Badly Gamified Classroom
So I’ll trumpet the value of teachers crossing the streams of classroom craft and personal interest, but I want to recognize the risks involved.
Success comes form mingling areas of deep content knowledge, exposing and exploiting structural similarities. If you try that with surface level knowledge, you can dig yourself a double-deep pit. I sure did.
After a few years of teaching I stumbled into the tail end of the Forge-RPG community and the early-mid part of the indy/story game explosion. Although it’s been abandoned by real RPG theorists, the Game/Simulation/Narrative trifold model had a profound effect on my teaching.
Like most new teachers, I was developing my practice in the space between the obvious influence of my (superb!) mentor teachers and my own internalized (often unconscious) experiences as a student. My personal classroom “innovation” had been to phrase and present many of the traditional classroom routines as “health bars” and “super meters.” I was reskinning a process I had found bewildering and arbitrary as a student in language that was more personally palatable.
That some middle school kids wouldn’t immediately grok how bulletin board of homework keys signaled when the next quiz happened didn’t even occur to me. That it actively worked AGAINST my stated goals for how students would learn to play with mathematics was absolutely invisible. Looking back, I had gameified my classroom using nothing but construction paper, but still managed to anticipate all of the nasty, extrinsic motivation problems we’ve seen explored in badge-laden startups over the last few years.
It’s not that classroom activity maps exactly onto RPG theory.
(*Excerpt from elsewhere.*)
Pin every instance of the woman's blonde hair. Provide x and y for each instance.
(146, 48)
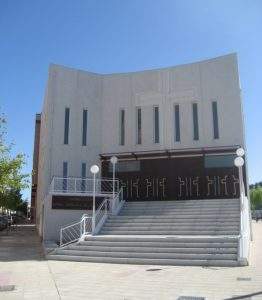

Rather, playing Sorcerer / Dogs in the Vineyard / etc showed me that the mechanical structure of an RPG system mattered, and could really shape what kind of game emerged from play. That revelation pushed me to examine my teaching practice again, to see my classroom structures as modest tweaks to a system that expressed radically different goals. I had built house rules that emphasized a version of “winning” math class, while I was trying to present math as a “story” of personal learning and discovery.
The next few years were messy ones. I lost all of my high-concept bulletin boards, lost the routines and structure that had expressed the day by day tempo of the classroom. What started to emerge was the core of my new teaching practice, focused on helping students find new, personal, empowering stories to fuel their learning and discovery.
Andrew Watt is correct when he recognizes that educators are game designers of sorts. (I also appreciate that the story that led to his contributions to Exalted are a classic example of the benefits of farting around online). Like RPG designerns, our best work happens when we’re honest and clear about our all the paramaters of our creative agenda.